Stochastic rounding reemerges

Derek Jones from The Shape of Code

Just like integer types, floating-point types are capable of representing a finite number of numeric values. An important difference between integer and floating types is that the result of arithmetic and relational operations using integer types is exactly representable in an integer type (provided they don’t overflow), while the result of arithmetic operations using floating types may not be exactly representable in the corresponding floating type.

When the result of a floating-point operation cannot be exactly represented, it is rounded to a value that can be represented. Rounding modes include: round to nearest (the default for IEEE-754), round towards zero (i.e., truncated), round up (i.e., towards infty), round down (i.e., towards -infty), and round to even. The following is an example of round to nearest:

      123456.7    = 1.234567    × 10^5
         101.7654 = 0.001017654 × 10^5
Adding
                  = 1.235584654 × 10^5
Round to nearest
                  = 1.235585    × 10^5

There is another round mode, one implemented in the 1950s, which faded away but could now be making a comeback: Stochastic rounding. As the name suggests, every round up/down decision is randomly chosen; a Google patent makes some claims about where the entropy needed for randomness can be obtained, and Nvidia also make some patent claims).

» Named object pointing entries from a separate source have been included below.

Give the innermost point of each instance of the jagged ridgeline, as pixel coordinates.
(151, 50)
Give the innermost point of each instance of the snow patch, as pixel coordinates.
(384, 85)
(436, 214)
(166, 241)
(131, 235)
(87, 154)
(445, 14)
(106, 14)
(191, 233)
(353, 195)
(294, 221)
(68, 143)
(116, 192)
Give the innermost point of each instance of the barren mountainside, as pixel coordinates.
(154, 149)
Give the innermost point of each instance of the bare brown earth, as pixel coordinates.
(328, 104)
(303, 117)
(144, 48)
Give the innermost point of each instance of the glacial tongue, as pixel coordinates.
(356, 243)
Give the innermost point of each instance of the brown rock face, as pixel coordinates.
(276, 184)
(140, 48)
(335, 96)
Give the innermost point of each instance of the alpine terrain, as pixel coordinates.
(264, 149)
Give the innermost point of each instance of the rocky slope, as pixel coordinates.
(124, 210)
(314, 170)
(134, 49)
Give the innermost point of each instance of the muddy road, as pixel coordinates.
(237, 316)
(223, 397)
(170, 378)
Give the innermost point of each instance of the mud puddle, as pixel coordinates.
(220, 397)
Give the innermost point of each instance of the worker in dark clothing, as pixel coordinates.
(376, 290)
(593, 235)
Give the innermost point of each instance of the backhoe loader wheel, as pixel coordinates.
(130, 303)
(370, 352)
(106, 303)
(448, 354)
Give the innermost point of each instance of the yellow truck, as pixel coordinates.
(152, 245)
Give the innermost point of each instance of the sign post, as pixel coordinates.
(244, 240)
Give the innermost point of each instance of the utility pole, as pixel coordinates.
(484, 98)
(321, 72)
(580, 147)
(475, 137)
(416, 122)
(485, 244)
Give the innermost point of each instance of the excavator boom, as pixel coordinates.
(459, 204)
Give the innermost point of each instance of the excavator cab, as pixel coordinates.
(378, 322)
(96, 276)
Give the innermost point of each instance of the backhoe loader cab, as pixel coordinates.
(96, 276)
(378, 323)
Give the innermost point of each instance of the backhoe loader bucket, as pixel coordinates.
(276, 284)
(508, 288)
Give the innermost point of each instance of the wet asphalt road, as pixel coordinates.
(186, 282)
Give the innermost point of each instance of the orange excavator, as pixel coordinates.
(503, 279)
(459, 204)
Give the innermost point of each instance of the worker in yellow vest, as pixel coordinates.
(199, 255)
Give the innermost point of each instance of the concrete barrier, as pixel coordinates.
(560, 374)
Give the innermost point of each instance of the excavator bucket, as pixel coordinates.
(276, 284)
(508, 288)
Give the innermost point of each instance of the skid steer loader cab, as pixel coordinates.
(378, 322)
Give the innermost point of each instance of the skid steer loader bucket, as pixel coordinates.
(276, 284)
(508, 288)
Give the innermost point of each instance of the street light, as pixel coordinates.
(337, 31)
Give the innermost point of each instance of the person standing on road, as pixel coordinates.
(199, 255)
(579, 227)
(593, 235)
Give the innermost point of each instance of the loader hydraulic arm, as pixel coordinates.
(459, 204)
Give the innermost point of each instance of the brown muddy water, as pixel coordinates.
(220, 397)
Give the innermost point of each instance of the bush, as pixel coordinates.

From the developer perspective, stochastic rounding has a very surprising behavior, which is not present in the other IEEE rounding modes; stochastic rounding is not monotonic. For instance: z < x+y does not imply that 0<(x+y)-z, because x+y may be close enough to z to have a 50% chance of being rounded to one of z or the next representable value greater than z, and in the comparison against zero the rounded value of (x+y) has an uncorrelated probability of being equal to z (rather than the next representable greater value).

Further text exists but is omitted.